Im Dreimonatszeitraum entstandene Aufrechnungslagen führen nicht automatisch zu Inkongruenz

20. Februar 2023 Newsletter Insolvenzrecht

Eine Aufrechnung kann nach §§ 96 I Nr. 3, 130, 131 InsO unwirksam sein, wenn die Aufrechnungsmöglichkeit erst in den letzten drei Monaten vor dem Insolvenzantrag entstanden ist. Eine Einordnung der Aufrechnungslage als inkongruent entstanden, führt zur erheblichen Verschlechterung der Situation des aufrechnenden Gläubigers. Alleine der Entstehungszeitpunkt der Aufrechnungslage in der Krise genügt dafür nach der aktuellen BGH-Rechtsprechung nicht.

Karsten Kiesel
Karsten Kiesel

Rechtsanwalt

Entstehung der Aufrechnungsbefugnis in der Krise führt nicht zur Inkongruenz

InsO § 96 I Nr. 3, 131 I Nr. 1
BGH, Urteil vom 8.12.2022 - lX ZR 175/21 (OLG Düsseldorf)

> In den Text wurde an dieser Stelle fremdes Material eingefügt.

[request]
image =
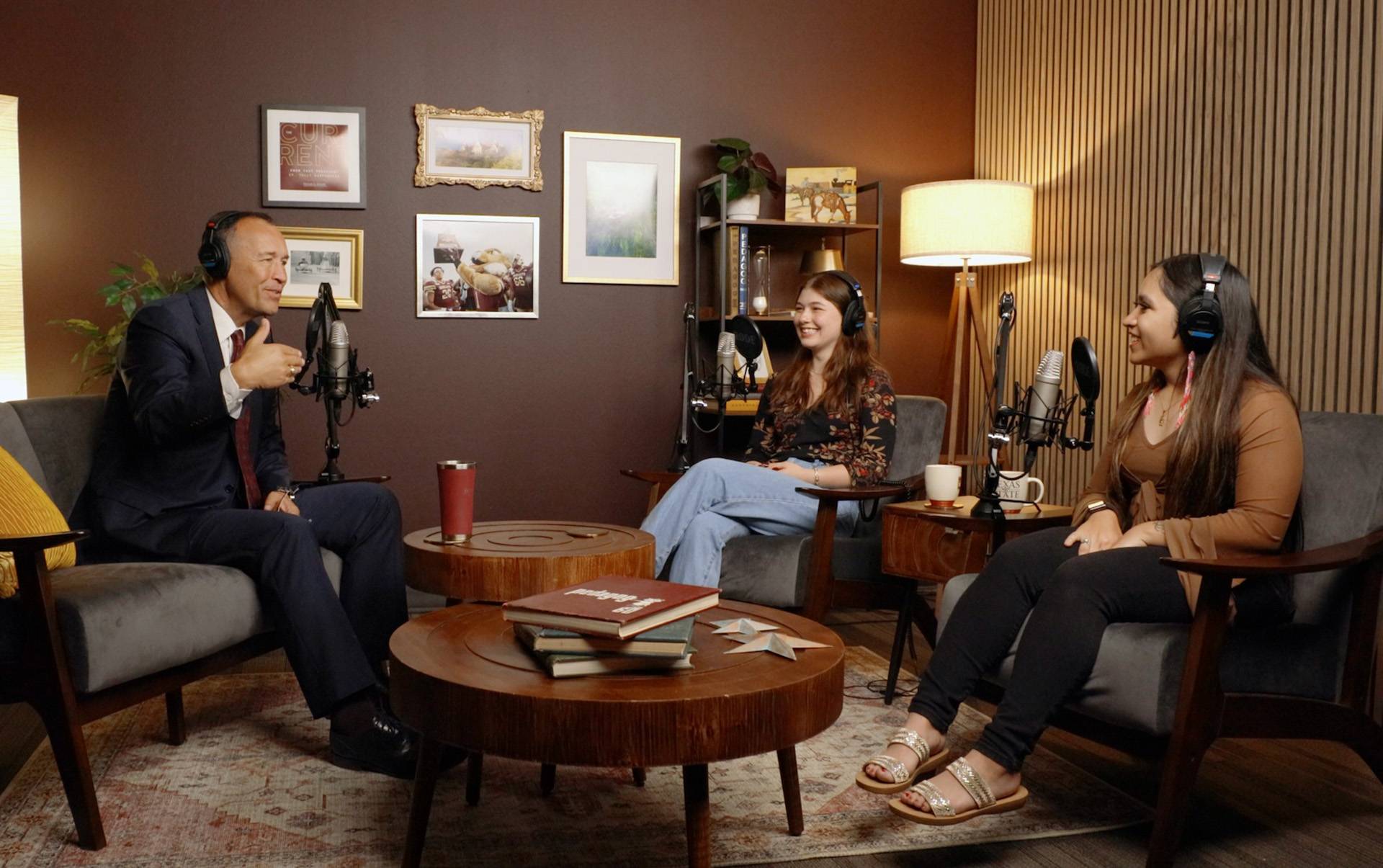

I. Leitsatz des Verfassers
Die Herstellung einer Aufrechnungslage ist nicht allein deshalb inkongruent, weil die Aufrechnungsbefugnis in den letzten drei Monaten vor dem Antrag auf Eröffnung des lnsolvenzverfahrens begründet worden ist.

II. Sachverhalt
Der Kläger ist (Sonder-)Insolvenzverwalter der P. GmbH, die mit dem Beklagten einen Unternehmenskaufvertrag abgeschlossen hatte. Teil dieses Vertrages war die am 23.2.2016 erfolgte Auslieferung von nicht mitverkauften Fertigwaren für eine „Handling Fee“, deren Zahlung der Kläger mit der Klage verlangt.

Der Beklagte hatte die Aufrechnung mit einer die „Handling Fee“ übersteigenden Teilkaufpreisforderung erklärt. Zuvor war die Fälligkeit der Kaufpreisforderung, die ursprünglich bereits vor dem 23.2.2016 hätte gezahlt werden sollen, einvernehmlich durch eine Vereinbarung über eine Zahlung in zwei Raten hinausgeschoben worden. Vor Zahlung der zweiten Rate stellte die P. GmbH Insolvenzantrag. Der Unternehmenskaufvertrag war innerhalb des letzten Monats vor dem Insolvenzantrag geschlossen worden.

Das Berufungsgericht hatte die klageabweisende Entscheidung des Landgerichts aufgehoben, da es die Aufrechnung für unwirksam hielt. Die zugelassene Revision führte zur Zurückverweisung an das Berufungsgericht durch den Bundesgerichtshof.

III. Rechtliche Wertung
Der BGH sieht die Aufrechnung des Beklagten mangels Inkongruenz nicht als unzulässig gem. §§ 96 I Nr. 3, 131 I Nr. 1 InsO an.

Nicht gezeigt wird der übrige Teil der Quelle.